Helium, startup branży Internet-of-Things (IoT) założony w 2013 roku do swojego modelu biznesowego włącza tokeny przy wsparciu inwestorów.
Spore zainteresowanie inwestorów
We środę startup Helium ogłosił $15M rundę finansowania serii C wspartą przez Union Square Ventures i Multicoin Capital. Inwestorzy otrzymają zarówno udziały w Helium, jak i emitowanych przezeń tokenach, które napłyną do firmy w ciągu kilku najbliższych lat w trakcie procesu mintingu. Inni inwestorzy, biorący udział w ostatniej rundzie finansowania to także Khosla Ventures, Google Ventures i FirstMark Capital. W sumie startup zdobył około $54M finansowania.

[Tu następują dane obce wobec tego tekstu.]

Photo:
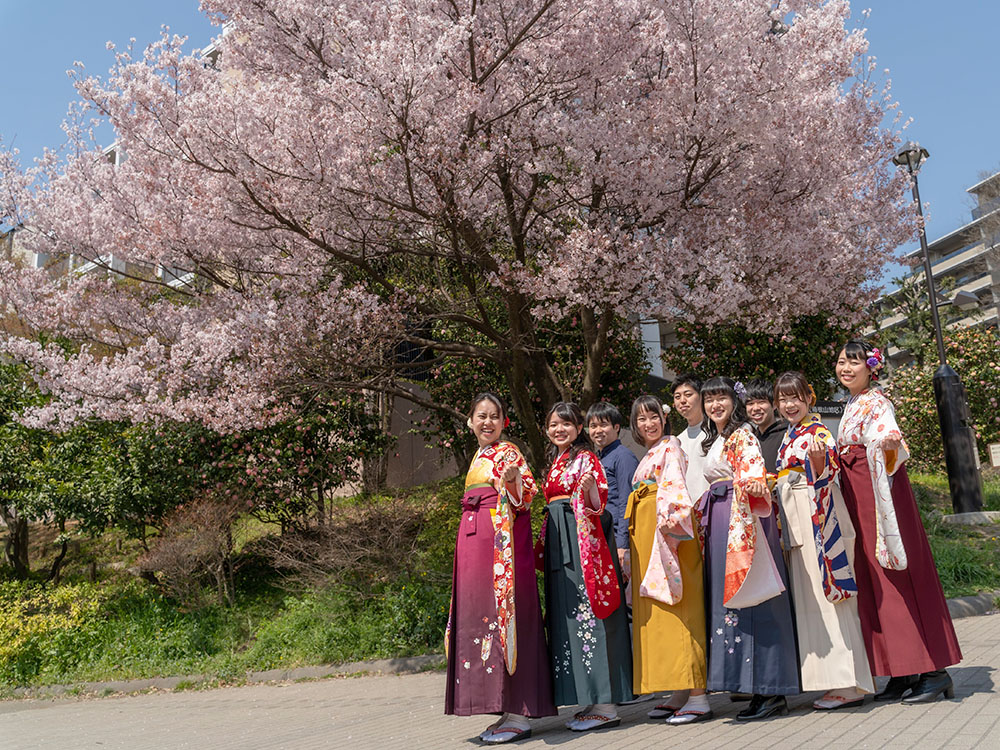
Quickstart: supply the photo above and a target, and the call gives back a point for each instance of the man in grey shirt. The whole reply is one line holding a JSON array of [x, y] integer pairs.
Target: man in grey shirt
[[604, 425]]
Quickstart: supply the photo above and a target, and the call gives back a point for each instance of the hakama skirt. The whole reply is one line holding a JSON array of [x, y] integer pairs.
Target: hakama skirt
[[668, 640], [831, 644], [750, 650], [478, 682], [904, 615], [591, 658]]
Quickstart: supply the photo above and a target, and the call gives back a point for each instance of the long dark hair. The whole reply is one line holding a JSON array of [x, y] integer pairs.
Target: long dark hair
[[857, 349], [721, 386], [569, 412]]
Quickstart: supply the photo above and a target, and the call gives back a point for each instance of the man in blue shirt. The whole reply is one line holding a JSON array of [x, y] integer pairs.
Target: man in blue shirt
[[604, 424]]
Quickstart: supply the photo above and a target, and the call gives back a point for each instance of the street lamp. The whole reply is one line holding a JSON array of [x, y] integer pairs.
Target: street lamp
[[959, 438]]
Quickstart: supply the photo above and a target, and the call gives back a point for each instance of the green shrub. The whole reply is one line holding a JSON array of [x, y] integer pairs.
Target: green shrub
[[973, 352]]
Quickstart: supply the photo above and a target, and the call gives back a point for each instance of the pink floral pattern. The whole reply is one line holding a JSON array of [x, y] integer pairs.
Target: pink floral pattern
[[869, 418], [600, 578], [663, 468], [742, 452]]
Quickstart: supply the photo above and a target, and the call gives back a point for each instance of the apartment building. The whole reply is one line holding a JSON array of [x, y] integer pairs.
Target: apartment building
[[966, 262]]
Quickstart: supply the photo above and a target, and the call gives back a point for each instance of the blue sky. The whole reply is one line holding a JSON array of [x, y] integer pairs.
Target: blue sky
[[941, 57]]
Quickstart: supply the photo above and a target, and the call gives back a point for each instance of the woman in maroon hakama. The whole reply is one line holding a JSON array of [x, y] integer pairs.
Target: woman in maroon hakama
[[904, 616], [498, 662]]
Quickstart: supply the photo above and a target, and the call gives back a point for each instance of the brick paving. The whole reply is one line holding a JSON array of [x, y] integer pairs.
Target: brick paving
[[404, 711]]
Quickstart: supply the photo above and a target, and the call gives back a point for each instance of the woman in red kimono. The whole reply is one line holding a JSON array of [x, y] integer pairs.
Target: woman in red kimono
[[904, 617], [585, 609], [497, 659]]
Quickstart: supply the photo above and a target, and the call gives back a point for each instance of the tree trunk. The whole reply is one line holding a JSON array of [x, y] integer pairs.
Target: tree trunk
[[55, 572], [374, 469], [17, 541]]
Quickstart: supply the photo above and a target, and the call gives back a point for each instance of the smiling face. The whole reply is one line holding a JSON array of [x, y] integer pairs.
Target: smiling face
[[792, 407], [602, 432], [561, 431], [719, 408], [687, 401], [761, 413], [852, 373], [649, 425], [487, 422]]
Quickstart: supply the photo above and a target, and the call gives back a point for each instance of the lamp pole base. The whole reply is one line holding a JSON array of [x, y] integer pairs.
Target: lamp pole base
[[960, 454]]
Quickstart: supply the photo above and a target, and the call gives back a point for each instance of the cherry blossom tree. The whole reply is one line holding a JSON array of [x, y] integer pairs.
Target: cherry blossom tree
[[341, 182]]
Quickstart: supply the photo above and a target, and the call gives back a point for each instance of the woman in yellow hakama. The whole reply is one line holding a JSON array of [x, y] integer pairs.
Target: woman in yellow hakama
[[667, 588]]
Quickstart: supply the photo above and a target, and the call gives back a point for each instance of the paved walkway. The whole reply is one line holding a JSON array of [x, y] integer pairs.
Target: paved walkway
[[388, 712]]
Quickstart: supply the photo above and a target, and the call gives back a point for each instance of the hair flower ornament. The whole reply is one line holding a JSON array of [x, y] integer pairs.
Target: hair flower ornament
[[741, 390], [875, 359]]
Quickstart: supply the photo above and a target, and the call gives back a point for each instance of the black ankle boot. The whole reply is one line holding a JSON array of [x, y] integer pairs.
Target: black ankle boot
[[896, 688], [762, 707], [930, 686]]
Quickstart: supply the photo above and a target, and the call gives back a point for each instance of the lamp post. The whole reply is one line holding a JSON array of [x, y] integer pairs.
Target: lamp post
[[957, 434]]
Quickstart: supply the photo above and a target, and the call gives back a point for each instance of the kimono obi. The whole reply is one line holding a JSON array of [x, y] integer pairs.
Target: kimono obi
[[852, 453], [640, 491], [793, 474], [476, 497]]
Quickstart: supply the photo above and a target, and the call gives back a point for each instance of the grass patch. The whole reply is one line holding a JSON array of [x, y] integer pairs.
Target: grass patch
[[120, 627], [966, 556]]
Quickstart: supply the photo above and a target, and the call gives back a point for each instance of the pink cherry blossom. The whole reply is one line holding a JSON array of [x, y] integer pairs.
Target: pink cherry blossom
[[348, 176]]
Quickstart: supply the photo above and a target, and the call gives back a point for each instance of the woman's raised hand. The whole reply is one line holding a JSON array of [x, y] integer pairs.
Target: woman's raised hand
[[510, 474]]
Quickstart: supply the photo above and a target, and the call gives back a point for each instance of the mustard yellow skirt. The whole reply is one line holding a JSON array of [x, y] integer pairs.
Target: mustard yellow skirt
[[668, 641]]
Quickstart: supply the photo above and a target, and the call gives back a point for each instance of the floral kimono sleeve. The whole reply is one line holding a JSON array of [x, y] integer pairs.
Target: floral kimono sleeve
[[742, 451], [597, 564], [523, 489], [674, 508], [747, 462], [597, 498], [879, 424]]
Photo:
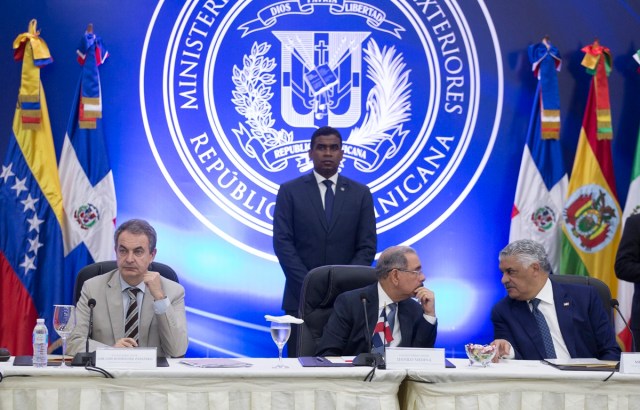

Helium zostało stworzone w celu stworzenia ekonomicznej sieci danych, do której urządzenia IoT mogłyby się podłączyć poprzez WiFi użytkownika. Koszty przesłania informacji zwrotnych do producentów urządzeń IoT są obecnie zbyt wysokie, a rozwiązanie zaprezentowane przez Helium mogłoby stanowić wyzwanie dla współczesnej struktury telekomunikacyjnej.
Miejsce tokena w IoT
Amir Haleem, CEO projektu, w wywiadzie dla CoinDesk, powiedział, że celem projektu od początku było stworzenie szerokiej sieci, z której mógłby korzystać każdy. W trakcie dążenia do realizacji tego postanowienia, zespół doszedł do wniosku, że wykorzystanie modelu funkcjonowania kryptowalut będzie dla tego odpowiednie.
W założeniu, blockchain ten ma posiadać dwa tokeny – helium i data credits.
Data credits uzyskuje się wyłącznie poprzez spalanie helium. Stworzone data credits nie mogą opuścić portfela, w którym zostały stworzone. Wyjątkiem jest sytuacja, w której używa się ich do przesyłu danych w sieci. Według firmy, koszt przesyłu danych wyrażony w data credits będzie zawsze taki sam. Tokeny tworzą się z wykorzystaniem hotspotów sieci Helium. Struktura ta ma przypominać system delegowanego Proof-of-Stake, algorytmu znanego z projektu Lisk. W tym przypadku nazywać się będzie Proof-of-Coverage, gdzie węzły które są najbardziej niezawodne będą weryfikować bloki i otrzymywać za to nagrodę. Niestety w tym momencie Helium nie podało informacji, jak dużo czasu będzie potrzeba na pokrycie kosztów hotspotu ($495).
Jak ma to działać?
Po zakupie hotspota, nowy użytkownik może dołączyć do sieci Helium. Urządzenie łączy się z routerem, a następnie przesyła i obiera dane z urządzeń IoT w pobliżu. Według estymacji, 50 do 100 urządzeń będzie w stanie pokryć siecią miasto wielkości San Francisco. Umożliwi to przesyłanie informacji do producentów – wszystkie dane, oczywiście, będą kodowane.
Przed projektem czeka jeszcze mnóstwo wyzwań, ale na pewno propozycja ta jest niezwykle interesująca dla całego przemysłu IoT. Kto wie, może już niedługo o tym projekcie będzie naprawdę głośno.